@2cUniverse You can never make a valid comparison between two measurements both of which have been rounded down to 0. You must either use a finer measuring instrument, or increase the scale of the problem until the instrument returns positive values. The latter is usually easier in Maple.

**iremFrac2a:=proc(n,d, b)
local r1,r,i,li:
li:=NULL:
r:= irem(n*b,d):
if NumberTheory:-AreCoprime(d,b) then
while true do
r1:= irem(b*r,d):
li:=li,[[r,r],[r,r1]],[[r,r1],[r1,r1]]:
if r1=n then break fi:
r:=r1:
end do:
else print("Denom-Base not coprime "): return [] fi:
[li]
end proc
:
iremFrac2b:= proc(n, d, b) local N:= irem(n,d), r:= irem(N*b, d), s;
[if igcd(b,d) = 1 then
(do [[r,r], [r, (s:= irem(b*r, d))]], [[r,s], [s,s]] until (r:= s)=N)
else
print("Denom-Base not coprime")
fi]
end proc
:
d:= nextprime(2^17): b:= irem(rand(), d);**
b := 116956
**(L1, CT1, RT1):= CodeTools:-Usage(
iremFrac2a(1, d, b), output= [output, cputime, realtime]
)[]:**
memory used=14.24GiB, alloc change=-32.00MiB,
cpu time=5.09m, real time=79.49s, gc time=4.93m
**(L2, CT2, RT2):= CodeTools:-Usage(
iremFrac2b(1, d, b), output= [output, cputime, realtime]
)[]:**
memory used=14.89MiB, alloc change=0 bytes,
cpu time=172.00ms, real time=165.00ms, gc time=0ns
**#Verify that computed results are equal:**
**evalb(L1 = L2);**
true
**#time ratios (real and CPU):**
**RT1/RT2, CT1/CT2;**
481.7333333, 1776.529070

To be fair, those ratios are not as extreme if I increase the scale of the problem "horizontally" (i.e., smaller test cases but more of them) rather than "vertically" (i.e., a single large test case), as above. I'll explain why in a moment.

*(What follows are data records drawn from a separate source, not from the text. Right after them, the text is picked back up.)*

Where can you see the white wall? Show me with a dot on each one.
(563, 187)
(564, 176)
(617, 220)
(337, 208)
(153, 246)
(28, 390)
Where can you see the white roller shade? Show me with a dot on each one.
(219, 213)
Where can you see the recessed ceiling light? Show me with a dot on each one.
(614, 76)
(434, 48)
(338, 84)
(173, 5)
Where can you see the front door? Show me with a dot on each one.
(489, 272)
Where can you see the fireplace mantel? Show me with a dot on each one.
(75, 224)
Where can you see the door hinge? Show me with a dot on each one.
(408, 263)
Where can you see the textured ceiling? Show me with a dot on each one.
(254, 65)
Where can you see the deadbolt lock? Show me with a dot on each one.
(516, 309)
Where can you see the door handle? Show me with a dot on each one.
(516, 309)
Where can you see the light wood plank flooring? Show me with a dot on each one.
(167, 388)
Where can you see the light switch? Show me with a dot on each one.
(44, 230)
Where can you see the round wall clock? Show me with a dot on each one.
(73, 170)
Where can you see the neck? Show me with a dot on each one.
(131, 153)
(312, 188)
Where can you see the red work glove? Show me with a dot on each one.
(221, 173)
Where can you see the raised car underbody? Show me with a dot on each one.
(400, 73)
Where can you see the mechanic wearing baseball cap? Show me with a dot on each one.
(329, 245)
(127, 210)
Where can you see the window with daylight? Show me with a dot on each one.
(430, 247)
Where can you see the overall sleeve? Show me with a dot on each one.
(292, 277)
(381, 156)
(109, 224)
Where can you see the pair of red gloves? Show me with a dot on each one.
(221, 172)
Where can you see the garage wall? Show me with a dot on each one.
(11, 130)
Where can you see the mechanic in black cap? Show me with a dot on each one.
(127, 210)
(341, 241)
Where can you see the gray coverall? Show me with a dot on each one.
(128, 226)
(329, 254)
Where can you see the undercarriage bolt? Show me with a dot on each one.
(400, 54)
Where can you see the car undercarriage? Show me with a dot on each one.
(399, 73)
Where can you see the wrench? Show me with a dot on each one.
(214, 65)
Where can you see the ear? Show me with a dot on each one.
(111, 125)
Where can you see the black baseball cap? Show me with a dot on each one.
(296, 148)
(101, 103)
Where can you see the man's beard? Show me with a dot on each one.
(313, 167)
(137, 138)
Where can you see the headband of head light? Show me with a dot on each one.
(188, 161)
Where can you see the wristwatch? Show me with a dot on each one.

**d:= nextprime(2^10): b:= irem~(['rand()'$64], d);**
b := [173, 917, 905, 706, 476, 906, 759, 1001, 827, 720, 297, 35,
933, 582, 61, 289, 139, 245, 817, 496, 11, 477, 1001, 541, 824,
911, 787, 901, 990, 853, 562, 160, 248, 313, 631, 873, 630,
281, 565, 282, 85, 761, 311, 1021, 475, 123, 593, 632, 209,
683, 931, 296, 348, 381, 890, 772, 720, 565, 529, 277, 861,
286, 147, 912]
**(L1, CT1, RT1):= CodeTools:-Usage(
iremFrac2a~(1, d, b), output= [output, cputime, realtime]
)[]:**
memory used=283.35MiB, alloc change=8.00KiB,
cpu time=6.34s, real time=1.70s, gc time=6.02s
**(L2, CT2, RT2):= CodeTools:-Usage(
iremFrac2b~(1, d, b), output= [output, cputime, realtime]
)[]:**
memory used=13.95MiB, alloc change=0 bytes,
cpu time=172.00ms, real time=172.00ms, gc time=0ns
**#Verify that computed results are equal:**
**evalb(L1 = L2);**
true
**#time ratios (real and CPU):
RT1/RT2, CT1/CT2;**
9.877906977, 36.88372093

The reason is that when you create a sequence (or list or set) by appending to an existing sequence, each assignment reconstructs the entire sequence. Of course, the time for *each* such reconstruction is proportional to the length of the sequence. Thus, the time for the whole loop (just for this reconstruction minutiae, not for the actual desired computation) is proportional to the *square* of the number of loop iterations. Using the standard asymtotic-order ("big O") notation, we say that the time for this process is O(n^2) (where n is the number of iterations). Assuming that the actual computation time for each sequence element is independent of its position in the sequence (which is very often the case, and it's certainly true in this case), that time is O(n) in total. It's mathematically certain that there's a value of n, say n_c, such that the O(n^2) process will dominate the O(n) process for all n > n_c. In more-technical mathematical language, for any A > 0, B > 0,

limit(A*n^2 / (B*n) , n= infinity) = infinity.